Posts Tagged ‘sgfoocamp08’

SG FooCamp ‘08 wrap-up

I’m at SFO on my way back to Portland after a fantastic weekend in Sebastopol, CA at SG FooCamp ‘08. A really, really huge thanks to Tim O’Reilly, Sara Winge, Tony and the rest of the O’Reilly staff for providing a fantastic venue for this event. Also, we had some great sponsors in BBC, Google, MyStrands, Six Apart and Yahoo! We couldn’t have done it without you.

As a little background, David Recordon and I came up with the idea for SG FooCamp literally 44 days ago. The original idea was to get a bunch of hackers together, lock them in a room for a weekend and see what happens with respect to distributed/portable social networking, data portability, etc. Slowly but surely the invite list went from 10, to 25, to 30 … then David mentioned it to Tim and the idea was hatched to turn it into a FooCamp style event and host it in Sebastopol. Sweet. Now we can go all the way up to 70 people. We blew through that about an hour later and by the time all was said and done, we had over 100 people show up for the event.

It rained most of the weekend in Sebastopol (I must have brought it from Oregon with me) but the rain actually forced folks to stay inside and participate … the sessions were fast and furious and some of them pretty intense. It was cramped inside the O’Reilly facility but it sort of reminded me of the old school OSCON events hosted in the basement of the Portland Marriot; small spaces led to so many great conversations (and the booze helped to lubricate things).

Some of my favorite moments:

  • Putting names with faces for just about everybody else I follow in Twitter
  • Chris Mocko amazing us with his statistical prowess (“I’m less likely to be a werewolf this round”)
  • Drinking the XMPP koolaid – XMPP may be the killer app that drives things like OAuth and OpenID … its the data stupid. Really cool stuff Twitter is doing in this space.
  • Great OpenID/OAuth discussions
  • Portland representin’ with Matt Tucker, Renny Gleeson, Brian Ellin and myself (and technically Brad and David)
  • Watching Brad and Eran figure out OpenID <-> Email identifier specification in a matter of minutes.
  • Discovery, discovery, discovery.
  • Talking about OpenID as a URL (why is that interesting?) as well as UI.
  • Realizing that Joseph Smarr is not only a great developer and evangelist for Plaxo, he’s also a great entertainer and tequila provider … err enabler.
  • Fantastic Open IPR discussions (yes, this can be fantastic) … I’m always drawn finding an end solution and the idea was hatched for an administrative org like “The Open Web Foundation” to help technologies like OpenID, OAuth and others … who knows if it makes sense … hoping to talk more about this.
  • Quality time with Chris Messina.
  • Renny Gleeson coining the term “ebrandgelist” and thinking he actually coined it … :-)
  • Making Sara Winge laugh and doing my video interview after far, far too much cider.
  • Endless games of werewolf until late, late, late into the night.
  • Getting to meet Chris Saad and talk seriously about Data Portability (have a whole other post to share on this).
  • Sleeping outside both nights while the temperature was in the 30’s … I knew I kept that +15 bag for a reason.

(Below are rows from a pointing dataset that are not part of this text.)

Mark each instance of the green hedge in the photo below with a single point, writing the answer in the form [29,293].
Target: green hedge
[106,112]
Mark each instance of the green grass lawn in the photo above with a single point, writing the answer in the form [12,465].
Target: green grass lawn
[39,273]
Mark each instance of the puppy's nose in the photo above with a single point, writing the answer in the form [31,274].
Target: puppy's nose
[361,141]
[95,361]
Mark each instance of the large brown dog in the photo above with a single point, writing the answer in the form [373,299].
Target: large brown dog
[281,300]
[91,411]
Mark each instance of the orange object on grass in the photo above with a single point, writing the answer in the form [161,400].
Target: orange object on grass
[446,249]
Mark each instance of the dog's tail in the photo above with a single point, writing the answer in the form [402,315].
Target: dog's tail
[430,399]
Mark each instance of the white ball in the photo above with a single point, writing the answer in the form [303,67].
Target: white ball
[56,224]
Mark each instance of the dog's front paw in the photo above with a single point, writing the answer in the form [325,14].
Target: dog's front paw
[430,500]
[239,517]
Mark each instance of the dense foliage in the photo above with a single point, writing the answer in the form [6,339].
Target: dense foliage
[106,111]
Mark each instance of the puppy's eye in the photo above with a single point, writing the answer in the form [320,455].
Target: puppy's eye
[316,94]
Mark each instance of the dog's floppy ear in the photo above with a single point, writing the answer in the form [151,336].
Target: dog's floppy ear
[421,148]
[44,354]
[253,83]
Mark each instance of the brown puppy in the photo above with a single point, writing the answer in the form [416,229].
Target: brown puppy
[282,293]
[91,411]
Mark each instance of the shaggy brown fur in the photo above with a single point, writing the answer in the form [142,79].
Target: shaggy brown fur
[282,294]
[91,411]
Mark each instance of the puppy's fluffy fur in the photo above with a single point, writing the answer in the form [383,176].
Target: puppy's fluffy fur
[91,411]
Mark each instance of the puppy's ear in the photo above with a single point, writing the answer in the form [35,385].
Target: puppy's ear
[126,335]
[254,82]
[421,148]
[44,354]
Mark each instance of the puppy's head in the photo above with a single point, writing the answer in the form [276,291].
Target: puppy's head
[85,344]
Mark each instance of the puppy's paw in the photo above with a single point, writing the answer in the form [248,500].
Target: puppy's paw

I took about 500 pictures over the weekend and will be posting them on Flickr soon (its going to be tough; Ignite Portland 2 is on Tuesday and I’m not ready!)

What started as a weekend of hacking turned into a chance to bring together a bunch of different folks that don’t necessarily know each other. The biggest thing I’m taking away from this weekend is the direct connection to so many fantastic people. Now when I see their tweets, I’ll hear their voices and see their faces. I don’t know if we’ll do this event again. There was so much interest and we could have done a Social Graph conference on this (easily I think). Hopefully we can weave some of those themes into upcoming events like the Data Sharing Summit or even IIW.

Thanks everybody for participating and I can’t wait to see everybody again soon.